Ela não se deixou abalar pela impaciência dele. Suspirou e continuou sorrindo.

- Da última vez que nos vimos foi em fevereiro, certo? – ela o olhava parecendo bem descontraída para aquela situação. – Então por isso você deve estar morrendo de medo assim. – encolheu um risinho nos lábios. – Mas sabe Itsugo... Não dá pra engravidar com... Bem... Aquilo. – soltou o riso deixando o canceriano furioso e quase roxo de vergonha.

- Nell! Sua... – ele cerrou os dentes e o punho para ela. Mas a verdade é que sentiu um pequeno alívio. É. Pequeno. Seu coração ainda era sensível e o mau pressentimento não havia ido embora. – Então me diz logo o que aconteceu de verdade.
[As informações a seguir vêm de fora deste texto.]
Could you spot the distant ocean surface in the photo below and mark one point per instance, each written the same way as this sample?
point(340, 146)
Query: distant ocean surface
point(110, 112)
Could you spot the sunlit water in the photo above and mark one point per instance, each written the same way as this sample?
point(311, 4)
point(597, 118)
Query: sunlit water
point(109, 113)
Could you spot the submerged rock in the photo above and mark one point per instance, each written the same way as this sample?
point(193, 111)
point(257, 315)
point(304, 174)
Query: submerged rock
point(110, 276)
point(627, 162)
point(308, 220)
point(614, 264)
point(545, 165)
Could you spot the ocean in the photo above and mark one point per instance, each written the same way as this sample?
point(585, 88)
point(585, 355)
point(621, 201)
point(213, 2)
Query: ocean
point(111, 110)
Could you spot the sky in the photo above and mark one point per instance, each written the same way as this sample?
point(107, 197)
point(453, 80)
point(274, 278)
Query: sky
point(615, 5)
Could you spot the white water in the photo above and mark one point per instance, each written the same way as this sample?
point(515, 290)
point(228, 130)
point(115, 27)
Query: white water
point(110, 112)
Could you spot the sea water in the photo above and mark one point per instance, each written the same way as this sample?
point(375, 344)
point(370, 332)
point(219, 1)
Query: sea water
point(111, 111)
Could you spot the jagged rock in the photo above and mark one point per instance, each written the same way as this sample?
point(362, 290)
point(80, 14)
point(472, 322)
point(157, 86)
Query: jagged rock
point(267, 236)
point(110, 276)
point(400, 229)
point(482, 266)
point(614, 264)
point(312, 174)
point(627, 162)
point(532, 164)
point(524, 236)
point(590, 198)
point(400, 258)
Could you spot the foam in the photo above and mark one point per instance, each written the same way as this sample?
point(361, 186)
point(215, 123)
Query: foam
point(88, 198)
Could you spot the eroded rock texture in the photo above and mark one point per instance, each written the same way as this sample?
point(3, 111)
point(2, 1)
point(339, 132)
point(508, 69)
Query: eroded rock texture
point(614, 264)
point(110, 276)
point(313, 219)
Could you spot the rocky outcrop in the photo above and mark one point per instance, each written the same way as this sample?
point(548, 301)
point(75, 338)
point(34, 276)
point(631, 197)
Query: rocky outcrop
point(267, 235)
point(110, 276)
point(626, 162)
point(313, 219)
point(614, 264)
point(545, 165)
E porque você veio de mala e cuia! – continuava com aquela expressão irritada e embaraçada. Mal conseguia olhar naqueles olhos divertidos.

- Eu engravidei em março, quando eu voltei pra casa. – ela disse, agora ficando mais séria e perdendo os olhos nas mãos. – Antes de eu vir nas férias de inverno pra cá, eu estava envolvida com um cara... Mas nosso relacionamento era meio estranho sabe? Eu fugia dele. E ele gostava claramente de mim, mas não admitia de jeito nenhum. Só ficava tentando parecer melhor que eu. Competia comigo o tempo todo. Queria sair por cima de qualquer maneira... – naquele momento ela pareceu até um pouco triste. – E então em fevereiro eu pedi para minha mãe para vir pra cá um pouco. Estava querendo fugir dele, entender o que eu mesma estava sentindo com aquilo. Eu não queria gostar dele, mas... Acho que aconteceu. – ela ergueu o rosto novamente para ele num novo sorrisinho infantil. – E aí acabou que deu nisso! – pôs a mão na barriga.

O ruivo ficou alguns segundos paralisado de choque.

Ela era mesmo da sua família? Como ela podia ser assim tão imprudente? Impulsiva? Inconseqüente? Não... Nenhuma dessas palavras era o bastante.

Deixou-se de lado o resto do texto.